Rattlesnakes are carnivorous animals, meaning they eat only meat. They eat mice, rats, birds, and other small animals. The rattlesnake hunts by lashing out at the prey, and injecting it with venom through its fangs. If the animal tries to move away after being poisoned, the snake will follow its scent.
When the animal is dead, the snake will begin to swallow it, usually starting head-first. The stomach acid of rattlesnakes is extremely strong, so it can digest flesh and bone. If the snake is still hungry, it will continue hunting. If it is full, it will find a safe, warm spot to curl up in and rest while digesting.
Related Questions
Where do rattlesnakes live? We have a tendency to assume rattlesnakes only live in the desert, where they can hunt the mice that live near the rocks, and where they can bask in the sun gloriously unperturbed. However, in reality, rattlesnakes can live almost anywhere. They have been found in prairies, marshes, and forests. They can survive temperatures below freezing and can recover from temperatures as low as 4 degrees above zero. They prefer temperatures ranging from 80 to about 90 degrees, but are very versatile, and can survive almost anywhere, provided they have a decent food source.

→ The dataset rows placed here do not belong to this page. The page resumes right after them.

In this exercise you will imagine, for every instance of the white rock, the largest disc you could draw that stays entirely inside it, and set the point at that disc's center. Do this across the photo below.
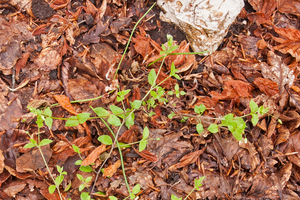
(205, 22)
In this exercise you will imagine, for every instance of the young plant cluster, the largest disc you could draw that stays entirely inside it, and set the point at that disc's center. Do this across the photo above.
(118, 116)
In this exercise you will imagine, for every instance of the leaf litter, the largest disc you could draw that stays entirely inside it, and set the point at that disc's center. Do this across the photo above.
(65, 51)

How does rattlesnake venom work? Most rattlesnake venom is hemotoxic, meaning it will break down and destroy tissue and skin. It will also cause coagulopathy or disrupted blood clotting. Some species of rattlesnake, most notably the tiger rattlesnake, carry a presynaptic neurotoxin that causes paralysis.
Most venom is a mixture of five to 15 enzymes, various metal ions, biogenic amines, lipids, free amino acids, proteins, and polypeptides. It contains components designed to immobilize and disable the prey, as well as digestive enzymes which break down tissue to prepare for later ingestion. However, rattlesnakes are not aggressive unless they are provoked. They will only attack if they are cornered in an open area with nowhere to hide. Usually, they will retreat from a human if they are aware one is coming.
How does the rattlesnake’s rattle grow? The rattle is composed of a series of hollow, interlocked segments made of keratin, which are created by modifying the scales that cover the tip of the tail. The contraction of special “shaker” muscles in the tail causes these segments to vibrate against one another, making the rattling noise (which is amplified because the segments are hollow) in a behavior known as tail vibration. At birth, a pre-button is present at the tip of the snake’s tail; it is replaced by the button several days later when the first skin is shed. However, no sound can be made by the rattle until a second segment is added when the skin is shed again.
A new rattle segment is added each time the snake sheds its skin, and the snake may shed its skin several times a year, depending on food supply and growth rate. However, even though the rattlesnakes try to protect the rattle by moving with it held upright, the rattles still get hit with and against things, so they break. This is why the length of the rattle is not usually a clue as to how old the snake is.